E.Easy Climb
Somewhere in the neighborhood we have a very nice mountain that gives a splendid view over the surrounding area. There is one problem though: climbing this mountain is very difficult, because of rather large height differences. To make more people able to climb the mountain and enjoy the view, we would like to make the climb easier.
To do so, we will model the mountain as follows: the mountain consists of n adjacent stacks of stones, and each of the stacks is hi high. The successive height differences are therefore hi+1-hi (for 1 ≤ i ≤ n-1). We would like all absolute values of these height differences to be smaller than or equal to some number d.
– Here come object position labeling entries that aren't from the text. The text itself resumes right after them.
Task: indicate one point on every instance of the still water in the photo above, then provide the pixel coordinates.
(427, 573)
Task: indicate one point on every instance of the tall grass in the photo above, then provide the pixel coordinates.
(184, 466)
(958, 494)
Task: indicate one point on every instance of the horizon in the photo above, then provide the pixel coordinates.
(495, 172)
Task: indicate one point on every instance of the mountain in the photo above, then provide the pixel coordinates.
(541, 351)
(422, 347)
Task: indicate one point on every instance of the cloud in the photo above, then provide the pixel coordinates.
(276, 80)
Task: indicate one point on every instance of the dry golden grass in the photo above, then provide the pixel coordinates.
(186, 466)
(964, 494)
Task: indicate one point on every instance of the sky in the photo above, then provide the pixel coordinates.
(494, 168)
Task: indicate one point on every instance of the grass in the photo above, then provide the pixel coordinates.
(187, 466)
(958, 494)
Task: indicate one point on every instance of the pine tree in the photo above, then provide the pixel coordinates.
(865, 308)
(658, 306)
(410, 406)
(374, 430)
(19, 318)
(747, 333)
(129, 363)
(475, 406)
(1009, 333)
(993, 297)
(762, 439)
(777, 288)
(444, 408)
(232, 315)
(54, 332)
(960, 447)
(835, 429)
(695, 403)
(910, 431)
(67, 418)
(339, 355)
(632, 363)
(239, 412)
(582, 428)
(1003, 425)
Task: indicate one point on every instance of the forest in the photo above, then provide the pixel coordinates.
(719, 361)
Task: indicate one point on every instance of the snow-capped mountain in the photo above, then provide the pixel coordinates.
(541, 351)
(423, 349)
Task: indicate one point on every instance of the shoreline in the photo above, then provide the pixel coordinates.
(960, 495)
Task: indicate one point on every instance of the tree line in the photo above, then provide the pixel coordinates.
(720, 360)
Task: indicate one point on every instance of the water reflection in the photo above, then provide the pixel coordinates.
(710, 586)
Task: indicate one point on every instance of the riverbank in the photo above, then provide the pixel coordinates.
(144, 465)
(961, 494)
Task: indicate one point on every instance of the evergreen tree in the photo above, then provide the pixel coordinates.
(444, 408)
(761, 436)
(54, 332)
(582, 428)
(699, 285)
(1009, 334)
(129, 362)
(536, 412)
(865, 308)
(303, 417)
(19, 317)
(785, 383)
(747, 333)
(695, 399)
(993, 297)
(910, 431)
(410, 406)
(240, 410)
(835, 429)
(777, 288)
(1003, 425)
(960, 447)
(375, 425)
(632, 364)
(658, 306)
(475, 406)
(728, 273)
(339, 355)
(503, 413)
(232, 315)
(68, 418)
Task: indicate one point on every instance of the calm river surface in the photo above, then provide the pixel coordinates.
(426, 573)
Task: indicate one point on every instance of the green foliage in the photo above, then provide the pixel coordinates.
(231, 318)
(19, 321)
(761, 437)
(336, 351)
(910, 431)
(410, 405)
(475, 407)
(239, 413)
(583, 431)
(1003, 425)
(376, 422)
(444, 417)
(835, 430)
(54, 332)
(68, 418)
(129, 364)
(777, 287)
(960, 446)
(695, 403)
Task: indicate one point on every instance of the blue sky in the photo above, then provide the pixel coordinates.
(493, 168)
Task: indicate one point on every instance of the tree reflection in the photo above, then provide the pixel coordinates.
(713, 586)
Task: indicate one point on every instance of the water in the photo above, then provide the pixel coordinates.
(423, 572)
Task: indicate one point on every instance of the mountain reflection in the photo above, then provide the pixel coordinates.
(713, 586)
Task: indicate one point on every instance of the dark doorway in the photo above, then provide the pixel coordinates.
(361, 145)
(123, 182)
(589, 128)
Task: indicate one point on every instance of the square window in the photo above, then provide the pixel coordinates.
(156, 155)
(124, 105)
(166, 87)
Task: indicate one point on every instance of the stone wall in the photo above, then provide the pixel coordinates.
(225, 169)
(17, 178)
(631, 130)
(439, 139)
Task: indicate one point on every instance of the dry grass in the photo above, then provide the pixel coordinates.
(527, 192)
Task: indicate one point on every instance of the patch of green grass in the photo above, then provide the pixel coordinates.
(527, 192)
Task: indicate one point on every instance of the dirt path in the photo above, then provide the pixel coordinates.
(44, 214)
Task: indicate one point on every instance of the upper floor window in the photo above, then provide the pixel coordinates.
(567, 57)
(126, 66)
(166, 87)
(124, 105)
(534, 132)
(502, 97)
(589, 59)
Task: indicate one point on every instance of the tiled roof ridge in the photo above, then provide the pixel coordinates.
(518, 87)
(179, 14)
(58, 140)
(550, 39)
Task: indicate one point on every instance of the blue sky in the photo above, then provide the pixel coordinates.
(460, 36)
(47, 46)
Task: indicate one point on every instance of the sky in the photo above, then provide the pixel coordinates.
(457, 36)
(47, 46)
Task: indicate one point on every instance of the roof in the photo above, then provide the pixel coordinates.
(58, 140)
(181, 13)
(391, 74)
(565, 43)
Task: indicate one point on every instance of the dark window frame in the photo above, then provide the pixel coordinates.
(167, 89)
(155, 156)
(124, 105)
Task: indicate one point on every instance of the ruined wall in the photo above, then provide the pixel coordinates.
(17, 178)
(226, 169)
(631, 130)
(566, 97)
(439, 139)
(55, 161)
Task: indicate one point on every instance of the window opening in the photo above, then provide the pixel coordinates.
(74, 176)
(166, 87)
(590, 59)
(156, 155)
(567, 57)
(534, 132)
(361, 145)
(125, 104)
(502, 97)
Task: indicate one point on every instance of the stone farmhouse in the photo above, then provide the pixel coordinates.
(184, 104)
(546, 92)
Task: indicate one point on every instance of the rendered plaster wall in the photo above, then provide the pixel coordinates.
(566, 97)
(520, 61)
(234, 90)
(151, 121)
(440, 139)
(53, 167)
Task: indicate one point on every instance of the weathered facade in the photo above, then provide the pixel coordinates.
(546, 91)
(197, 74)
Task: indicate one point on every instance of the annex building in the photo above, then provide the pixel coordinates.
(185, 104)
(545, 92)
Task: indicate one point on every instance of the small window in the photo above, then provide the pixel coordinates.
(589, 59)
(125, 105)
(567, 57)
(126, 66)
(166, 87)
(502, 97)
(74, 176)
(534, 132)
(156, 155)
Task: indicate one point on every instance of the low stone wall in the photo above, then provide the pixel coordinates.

We can do this by increasing or decreasing the height of some of the stacks. The first stack (the starting point) and the last stack (the ending point) should remain at the same height as they are initially. Since adding and removing stones requires a lot of effort, we would like to minimize the total number of added stones plus the total number of removed stones. What is this minimum number?
Input
On the first line one positive number: the number of testcases, at most 100. After that per testcase:
One line with two integers n (2 ≤ n ≤ 100) and d (0 ≤ d ≤ 109): the number of stacks of stones and the maximum allowed height difference.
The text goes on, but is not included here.